Investing in such tech pre-emptively, instead of reactively (as was the case for many SMBs during the pandemic), also delivers 50 percent higher returns while speeding up digital transformation by 14 percent, according to the report.

With economies having moved out of the initial ‘response’ phase to pandemic-driven market changes, now is the time to embrace proactive solutions for building sustainable businesses of the future.

SMBs who migrate services and operations to the cloud will reap rewards in improved productivity, faster speed to market, and a higher return on investment. However, driving uptake of beneficial cloud solutions in Kenya means meeting our country’s unique infrastructure needs to make connectivity accessible.

Data centres, fibre and mobile wireless networks have struggled to provide affordable, consistent, high-speed Internet connectivity to far-flung, underserved communities. This prompted Microsoft’s Airband initiative, which uses TV white spaces (unused broadband frequencies between TV channels) to deliver inclusive connectivity.

With initiatives like Airband addressing connectivity needs, Kenya’s SMBs can leverage the power of cloud-based tech, which removes other potential roadblocks to establishing and growing a small business.

These barriers include the high cost of IT infrastructure, access to new technology, and the difficulty and investment needed to diversify the business to reach larger audiences.

According to a Deloitte report, 93 percent of surveyed businesses from around the globe relied on the cloud to meet some or all of their AI needs. This is just one example of how the cloud enables innovation.

It makes new tech that will create new solutions accessible, increasing a business’s opportunity to diversify as well. Allowing faster speed to market also creates a space for innovative thinking to flourish, without the time constraints of a failed test weighing on business productivity.

The constant need to invest in system upgrades, to maintain security systems, for example, are further costs saved by an SMB that has migrated to the cloud, where updates are automatically made by the cloud vendor.

Continuous updates give peace of mind from a security standpoint, as does the automated backing up of data. If needed, data recovery from the cloud as opposed to an on-premises system is quicker, notes Columbus Global, which in turn spells less business downtime.

Fluctuating demand in a constantly evolving market puts pressure on an SMB’s finite resources.

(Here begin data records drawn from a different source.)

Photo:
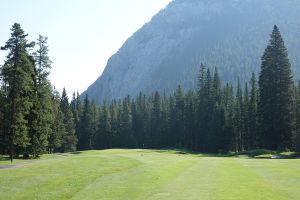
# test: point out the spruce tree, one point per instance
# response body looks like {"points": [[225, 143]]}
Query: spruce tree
{"points": [[69, 140], [275, 100], [58, 130], [16, 74], [252, 114], [297, 134], [41, 116]]}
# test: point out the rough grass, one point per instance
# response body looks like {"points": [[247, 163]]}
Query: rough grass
{"points": [[150, 174]]}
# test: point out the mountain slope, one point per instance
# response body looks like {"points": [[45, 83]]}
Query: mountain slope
{"points": [[230, 35]]}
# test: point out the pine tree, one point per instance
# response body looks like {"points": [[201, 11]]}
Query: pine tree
{"points": [[245, 113], [41, 116], [16, 74], [126, 136], [238, 119], [156, 126], [58, 130], [275, 100], [252, 115], [104, 135], [297, 134], [69, 140]]}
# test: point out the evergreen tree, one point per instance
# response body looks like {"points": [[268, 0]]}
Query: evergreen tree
{"points": [[103, 136], [41, 116], [156, 126], [245, 113], [58, 130], [85, 126], [238, 119], [252, 114], [275, 100], [69, 140], [16, 74], [297, 134]]}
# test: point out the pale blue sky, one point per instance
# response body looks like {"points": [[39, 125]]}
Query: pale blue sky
{"points": [[82, 34]]}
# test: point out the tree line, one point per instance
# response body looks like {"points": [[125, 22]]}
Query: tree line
{"points": [[215, 117]]}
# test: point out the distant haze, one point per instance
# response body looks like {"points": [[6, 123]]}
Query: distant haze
{"points": [[82, 34], [230, 35]]}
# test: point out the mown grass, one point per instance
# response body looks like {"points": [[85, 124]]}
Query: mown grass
{"points": [[149, 174]]}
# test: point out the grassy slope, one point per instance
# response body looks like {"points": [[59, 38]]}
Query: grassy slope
{"points": [[144, 174]]}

For small businesses, the ability to quickly and easily scale up or down on IT services is a cost-saving feature of the cloud that enables agility.

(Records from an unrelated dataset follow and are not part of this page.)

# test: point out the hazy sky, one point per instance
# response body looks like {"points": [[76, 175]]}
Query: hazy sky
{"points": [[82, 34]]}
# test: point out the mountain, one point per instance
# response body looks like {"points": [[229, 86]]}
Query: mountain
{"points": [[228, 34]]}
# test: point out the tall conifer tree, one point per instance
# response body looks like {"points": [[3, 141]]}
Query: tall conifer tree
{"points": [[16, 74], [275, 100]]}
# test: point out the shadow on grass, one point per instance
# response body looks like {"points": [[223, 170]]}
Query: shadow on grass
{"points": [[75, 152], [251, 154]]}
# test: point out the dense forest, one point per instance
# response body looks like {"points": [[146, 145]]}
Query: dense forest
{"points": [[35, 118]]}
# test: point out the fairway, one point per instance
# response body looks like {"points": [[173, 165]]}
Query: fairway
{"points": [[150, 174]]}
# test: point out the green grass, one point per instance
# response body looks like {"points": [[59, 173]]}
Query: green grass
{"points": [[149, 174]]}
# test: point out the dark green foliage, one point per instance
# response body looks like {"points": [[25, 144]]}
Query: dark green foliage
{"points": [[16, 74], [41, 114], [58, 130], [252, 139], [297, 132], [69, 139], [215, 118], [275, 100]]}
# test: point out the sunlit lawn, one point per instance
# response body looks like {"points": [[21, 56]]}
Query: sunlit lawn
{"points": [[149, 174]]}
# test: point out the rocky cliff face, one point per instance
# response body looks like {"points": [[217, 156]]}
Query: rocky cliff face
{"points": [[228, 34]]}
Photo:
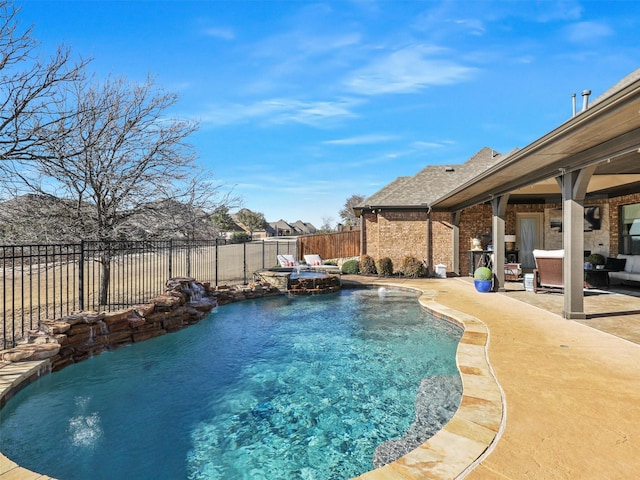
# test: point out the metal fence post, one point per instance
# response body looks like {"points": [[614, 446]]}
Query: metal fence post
{"points": [[81, 277], [244, 261], [170, 259]]}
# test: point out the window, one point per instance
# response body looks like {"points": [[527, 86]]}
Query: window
{"points": [[630, 229]]}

This need for flexible scalability is why one Nairobi-based start-up, M-KOPA Solar, migrated its services to Microsoft Azure. Using cloud-based services like Microsoft’s Kaizala – a mobile productivity and messaging app – has allowed M-KOPA’s in-field sales team to redirect time spent on tasks to boost productivity.

Thanks to the app, data compilation, which used to be a six- to an eight-hour job for each team member, has been dramatically reduced to a task that takes less than a minute to do.

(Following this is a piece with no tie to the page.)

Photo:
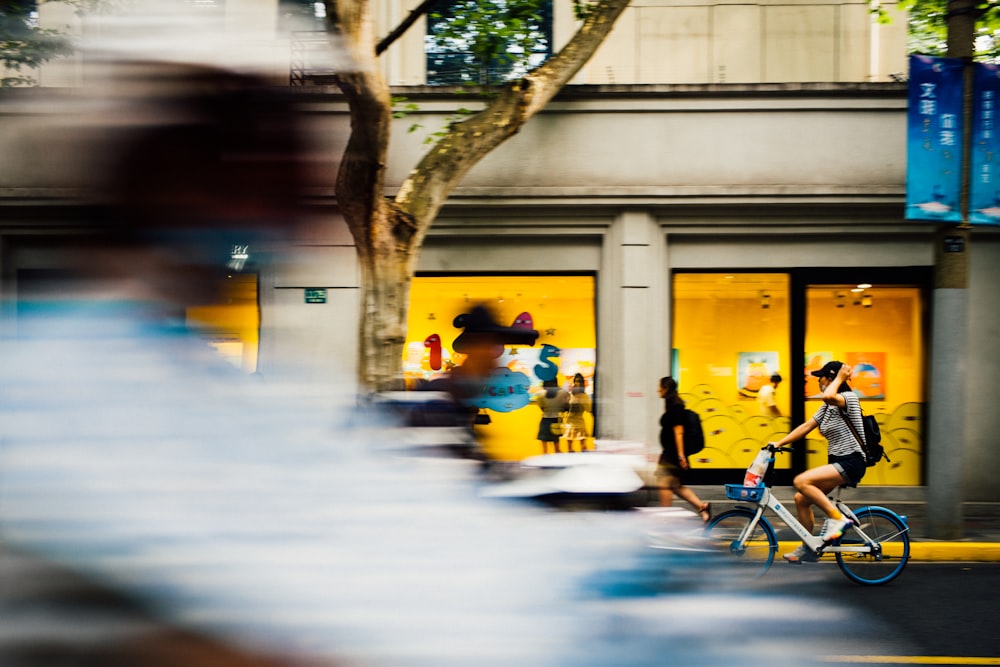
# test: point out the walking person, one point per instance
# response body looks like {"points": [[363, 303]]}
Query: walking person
{"points": [[846, 460], [553, 401], [673, 464], [579, 403]]}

The need to sink huge investments into on-site IT infrastructure, along with hiring experienced staff to manage these new IT demands, is removed for a cloud-based operation. This makes start-up and continued growth easier, with budgets being channelled to other parts of the business.

Seventy percent of surveyed SMBs reported they were able to reinvest savings made (as a result of cloud migration) back into their business, with 82 percent of them having reported reduced business costs after their migration.

SMBs are perfectly poised for easier cloud transitions from a cost than larger enterprises. This, notes the Flexera 2020 State of the Cloud Report, is because SMBs generally run fewer workloads in the cloud.

Recently surveyed tech-decision makers in Kenyan businesses indicated that they planned to increase cloud spending by 68 per cent this year.

This budget allocation alone demonstrates the critical role cloud-based technology will play in enabling inclusive economic recovery, with SMBs able to innovate far quicker and more securely at a much lower cost.

This is the enabling environment that we should be nurturing for SMBs and new start-ups alike if our economies are to successfully rebound post-pandemic.